It’s Economic Growth, Stupid!

A lot of ink has been spilt attempting to explain what is happening in American politics today. While there is no single explanation and there is validity in many of the theories, the single best explanation may be one of the oldest: people’s views on the economy shape their political views.

For far too many political leaders and commentators, the only two measures of economic performance are the monthly unemployment rate and the value of the stock market. Decades ago, that oversimplification may have sufficed. But circumstances have changed substantially since 1992, for example, when a presidential campaign reminded itself what the central issue was — “It’s the economy, stupid.” Large segments of the American people have a much better understanding of not only the state of today’s economy but also its future prospects.

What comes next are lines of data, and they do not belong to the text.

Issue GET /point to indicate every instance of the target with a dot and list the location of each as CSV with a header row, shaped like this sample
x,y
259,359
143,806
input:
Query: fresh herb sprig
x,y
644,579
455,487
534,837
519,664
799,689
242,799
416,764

Polling at the end of last year found that:

  • 72% of Americans believe the country is still in a recession.
  • The public is split evenly, 49% to 49%, between those who think America’s best days are behind her and those who think they are ahead of her; only 41% of Republicans and 33% of those who identify with the Tea Party think America’s best days are ahead.
  • 64% of Americans think that hard work does not guarantee success — a 10-point increase since 2013.

The data support these concerns.

It’s the economy.

  • Absent miracle growth in the last three-months of 2015, America just completed its 10th straight year of sub-3% economic growth.
  • Excluding the recession years of 2008 and 2009, growth has averaged just a bit over 2% since 2005.

This is unprecedented.

  • The four decades before the 2008 recession (1965 to 2007), growth — even with recessions –averaged 3.3%.

But absent correction, it is the new normal.

  • The Congressional Budget Office predicts that between now and 2040, economic growth will average just 2.2%.

Demographic changes contribute to slower future economic growth.

  • Potential economic growth is a result of labor force growth (more people providing goods and services) and productivity growth (getting more goods and services out of each unit of work).
  • After World War II, both population growth and women entering the workforce pushed economic growth higher.
  • From 1970 to 2007, the labor force grew an average of 1.7% per year. Between now and 2040, growth will just be 0.5%.
  • As the working age population shrinks, per capita GDP over the next 25 years will grow at just 1.5%, compared to 2.1% before 2007.

Small differences in growth produce big effects.

  • While it took about 27 years after 1960 for per capita GDP to double from just over $17,000 to over $34,000 it will now take nearly 50 years for per capita GDP to double.

Slower growth rates have a personal impact.

  • Median household income in 2014 was $4,000 below where it was 15 years ago.

The outlook for jobs is bleak.

  • Of the 15 occupations with the largest expected job growth between now and 2024, 11 pay wages below the median annual wage for all workers (below $35,540).
  • Growth in these 15 occupations is expected to result in an additional 3.5 million jobs — which is equal to about 35% of the total number of net new jobs.

No wonder so many people are so angry! A recent NBC/Esquire poll focused on attempting to understand this anger.

  • 49% of Americans, including 61% of Republicans, said they find themselves feeling angrier now about current events than they were one year ago.
  • 54% of Americans say their financial situation is worse today that they thought it would be with a plurality saying it is harder to get ahead today.

William Galston has written a series of excellent op-eds for The Wall Street Journal (here, here, and here) that, using much of the data above, offer an explanation between what is occurring economically and how that is playing out politically.

This is the GREAT challenge: Given the headwinds of demographic change and recognizing there is no silver bullet, the challenge to policymakers is to focus on a comprehensive set of policies that can lead to the type of economic growth that Americans used to enjoy and now see slipping away.